First precede the string by
the number one:
100021329000
Next use the conversion
algorithm to produce the desired codewords:
Start by setting x =
100021329000
Calculate codeword 0
c0
= 100021329000 mod 900 = 0
x
= 100021329000 div 900 = 111134810
Calculate codeword 1
c1
= 111134810 mod 900 = 110
x
= 111134810 div 900 = 123483
Calculate codeword 2
c2
= 123483 mod 900 = 183
x
= 123483 div 900 = 137
Calculate codeword 3
c3
= 137 mod 900 = 137
x
= 137 div 900 = 0
The codeword sequence then is (including numeric
mode latch 902): 902,137,183,110, 0
The following rules can be used to determine the
precise number of codewords in Numeric Compaction mode:
• Groups
of 44 numeric digits compact to 15 codewords.
• For
groups of shorter sequences of digits, the number of codewords
can be calculated as follows:
Codewords = INT (number of digits / 3) +1
EXAMPLE:
For a 28 digit sequence
INT (28 / 3) + 1
= 9 + 1
= 10 codewords
Numeric Compaction mode may be terminated by the end
of the symbol, or by any of the following codewords:
• 900 (Text
Compaction mode latch)
• 901 (Byte
Compaction mode latch)
• 902 (Numeric
Compaction mode latch)
• 924 (Byte
Compaction mode latch)
• 928 (Beginning
of Macro ‘PDF417' Control Block)
• 923 (Beginning
of Macro ‘PDF417' Optional Field)
• 922 (Macro
‘PDF417' Terminator)
The latter three codewords only occur within the
Macro ‘PDF417' Control Block of a Macro ‘PDF417' symbol. Numeric
Compaction mode is also affected by the presence of a reserved codeword.
Re-invoking Numeric Compaction mode (by using codeword
902 while in Numeric Compaction mode) serves to terminate the
current Numeric Compaction mode grouping as described in??, and
then to start a new grouping. This procedure may be necessary
when an ECI assignment number needs to be encoded.
During the decode process for Numeric Compaction
mode, the result of the base 900 to base 10 conversion results in
a number whose most significant digit is a ‘1'. Otherwise, the
symbol is invalid. The leading ‘1' is removed to produce the
original number.
The row indicators in a PDF417 symbol contain
several key components: row number, number of rows, security
level, and number of data columns.
Not every row indicator contains every component.
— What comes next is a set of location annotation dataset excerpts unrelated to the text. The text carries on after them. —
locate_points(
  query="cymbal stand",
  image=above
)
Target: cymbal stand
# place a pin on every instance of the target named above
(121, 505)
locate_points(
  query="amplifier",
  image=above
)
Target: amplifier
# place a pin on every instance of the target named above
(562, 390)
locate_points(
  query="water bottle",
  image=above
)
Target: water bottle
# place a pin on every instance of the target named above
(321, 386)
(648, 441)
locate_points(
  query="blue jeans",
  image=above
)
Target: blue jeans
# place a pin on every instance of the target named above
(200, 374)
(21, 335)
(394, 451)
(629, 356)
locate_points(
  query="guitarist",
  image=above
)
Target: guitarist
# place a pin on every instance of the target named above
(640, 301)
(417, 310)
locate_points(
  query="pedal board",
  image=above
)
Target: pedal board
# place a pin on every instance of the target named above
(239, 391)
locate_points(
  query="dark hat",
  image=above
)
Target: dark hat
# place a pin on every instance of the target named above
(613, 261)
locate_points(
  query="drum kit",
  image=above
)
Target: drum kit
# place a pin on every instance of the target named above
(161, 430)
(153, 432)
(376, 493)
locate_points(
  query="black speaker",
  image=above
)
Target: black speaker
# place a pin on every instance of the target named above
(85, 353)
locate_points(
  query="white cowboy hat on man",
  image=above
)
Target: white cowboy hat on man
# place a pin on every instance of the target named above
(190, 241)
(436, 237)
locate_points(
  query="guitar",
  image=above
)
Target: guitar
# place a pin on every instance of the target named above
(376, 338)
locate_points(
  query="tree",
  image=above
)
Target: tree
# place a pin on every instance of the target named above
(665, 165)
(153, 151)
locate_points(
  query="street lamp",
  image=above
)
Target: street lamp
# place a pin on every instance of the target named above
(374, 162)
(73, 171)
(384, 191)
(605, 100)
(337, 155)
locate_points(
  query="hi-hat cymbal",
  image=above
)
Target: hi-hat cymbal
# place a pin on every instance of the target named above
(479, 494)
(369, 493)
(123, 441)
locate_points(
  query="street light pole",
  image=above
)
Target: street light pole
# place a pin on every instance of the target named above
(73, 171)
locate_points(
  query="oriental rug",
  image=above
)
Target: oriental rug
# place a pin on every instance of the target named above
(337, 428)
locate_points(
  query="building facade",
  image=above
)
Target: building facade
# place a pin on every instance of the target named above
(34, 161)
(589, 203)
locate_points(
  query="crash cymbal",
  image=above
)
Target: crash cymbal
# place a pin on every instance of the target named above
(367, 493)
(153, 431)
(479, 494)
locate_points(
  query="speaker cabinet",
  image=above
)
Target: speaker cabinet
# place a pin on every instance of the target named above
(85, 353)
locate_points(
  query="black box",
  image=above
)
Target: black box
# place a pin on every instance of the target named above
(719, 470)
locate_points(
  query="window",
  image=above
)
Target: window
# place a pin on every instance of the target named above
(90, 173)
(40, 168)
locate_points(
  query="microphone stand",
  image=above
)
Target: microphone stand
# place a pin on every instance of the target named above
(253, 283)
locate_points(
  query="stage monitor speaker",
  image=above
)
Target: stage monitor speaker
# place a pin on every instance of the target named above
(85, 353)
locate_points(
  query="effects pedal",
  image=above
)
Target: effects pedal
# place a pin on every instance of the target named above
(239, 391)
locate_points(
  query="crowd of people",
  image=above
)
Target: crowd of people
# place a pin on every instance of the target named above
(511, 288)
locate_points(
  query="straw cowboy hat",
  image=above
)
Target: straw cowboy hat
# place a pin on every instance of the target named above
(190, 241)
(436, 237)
The information is spread over several rows, and the pattern
repeats itself every three rows. This pattern, the spreading and
repeating below, makes the symbol as robust as possible.
Row 0: Left R.I. (Row #, # of
Rows) Right R.I. (Row #, # of Columns)
Row 1: Left R.I. (Row #, Security
Level) Right R.I. (Row #, # of Rows)
Row 2: Left R.I. (Row #, # of
Columns) Right R.I. (Row #, Security Level)
For example, row 3's (or 6’s, 9’s, 12’s, etc.)
right row indicator is calculated the same way as row 0's right
row indicator; row 3's (or 6’s, 9’s, 12’s, etc.) left row
indicator is calculated the same way as row 0's left row
indicator, etc.
To make this clear, formulas and specific examples
follow.
Left row indicators are calculated as follows:
Row 0 30 * (row number div 3) + ((number of rows -
1) div 3)
Row 1 30 * (row number div 3) + security level * 3
+ (number of rows - 1) mod 3
Row 2 30 * (row number div 3) + (number of columns
- 1)
Notes: div is the integer division operator
mod is the integer remainder after division. If the
remainder is negative, take the complement to get the correct
result. For example, the remainder of -29160 divided by 929 is -361.
The complement is 929 - 361, or 568.